Więcej tutaj, krótki fragment poniżej.

W liście do europosłanki Joanny Skrzydlewskiej Ministerstwo Spraw Wewnętrznych wyjaśnia [...] "Drogowe przejścia graniczne na granicy polsko-ukraińskiej lokalizowane są zazwyczaj w dużej odległości od obszarów zurbanizowanych, co w istotny sposób ogranicza możliwości dotarcia do przejścia pieszo. Przykładowo, miejscowość Dołhobyczów położona jest 4 km od nowego przejścia granicznego, liczy niecałe 1,5 tys. mieszkańców, a najbliższe miasto powyżej 10 tys. mieszkańców, tj. Hrubieszów, położone jest 36 km od przejścia" - czytamy w piśmie do pani poseł.
I jeszcze:

O utworzenie pieszego przejścia w Krościenku zwracali się do wojewody starosta bieszczadzki i burmistrz Ustrzyk Dolnych. - Odpowiedź wojewody była odmowna. W Krościenku nie ma odpowiedniej infrastruktury do utworzenie 2-3 punktów odprawy podróżnych.

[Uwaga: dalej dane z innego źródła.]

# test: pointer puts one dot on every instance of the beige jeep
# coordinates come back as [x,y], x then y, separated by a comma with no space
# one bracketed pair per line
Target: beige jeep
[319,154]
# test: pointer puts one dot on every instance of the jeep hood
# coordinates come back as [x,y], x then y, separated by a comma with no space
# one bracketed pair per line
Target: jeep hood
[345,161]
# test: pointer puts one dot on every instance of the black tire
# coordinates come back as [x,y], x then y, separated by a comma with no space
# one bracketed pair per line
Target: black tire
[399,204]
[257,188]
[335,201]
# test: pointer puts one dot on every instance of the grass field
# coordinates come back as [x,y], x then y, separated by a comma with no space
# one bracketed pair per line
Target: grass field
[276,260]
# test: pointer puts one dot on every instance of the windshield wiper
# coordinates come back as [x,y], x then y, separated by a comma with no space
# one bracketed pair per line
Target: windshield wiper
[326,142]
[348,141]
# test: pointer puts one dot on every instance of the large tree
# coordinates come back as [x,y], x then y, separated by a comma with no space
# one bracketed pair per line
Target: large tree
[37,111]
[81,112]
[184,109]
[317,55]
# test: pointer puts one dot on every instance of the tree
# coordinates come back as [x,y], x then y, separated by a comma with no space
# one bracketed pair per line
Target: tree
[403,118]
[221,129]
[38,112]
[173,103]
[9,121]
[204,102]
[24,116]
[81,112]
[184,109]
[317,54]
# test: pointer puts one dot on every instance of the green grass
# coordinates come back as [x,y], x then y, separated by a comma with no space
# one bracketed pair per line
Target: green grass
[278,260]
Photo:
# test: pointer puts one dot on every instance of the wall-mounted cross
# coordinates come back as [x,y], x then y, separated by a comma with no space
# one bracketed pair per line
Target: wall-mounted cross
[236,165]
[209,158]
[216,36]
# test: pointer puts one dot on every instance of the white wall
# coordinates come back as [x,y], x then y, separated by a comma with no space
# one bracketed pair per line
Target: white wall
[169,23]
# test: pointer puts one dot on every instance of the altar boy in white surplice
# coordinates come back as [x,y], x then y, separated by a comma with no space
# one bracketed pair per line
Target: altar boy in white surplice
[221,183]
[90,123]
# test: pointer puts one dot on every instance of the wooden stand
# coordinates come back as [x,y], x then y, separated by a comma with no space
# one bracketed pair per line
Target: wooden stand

Nie możliwości zapewnienia bezpiecznego dojścia pieszo z Ustrzyk do Krościenka, a przy przejściu nie ma miejsca na stworzenie parkingu dla samochodów - wyjaśnia Małgorzata Oczoś, rzeczniczka wojewody podkarpackiego.
Czyli po staremu: nie da się bo się nie da.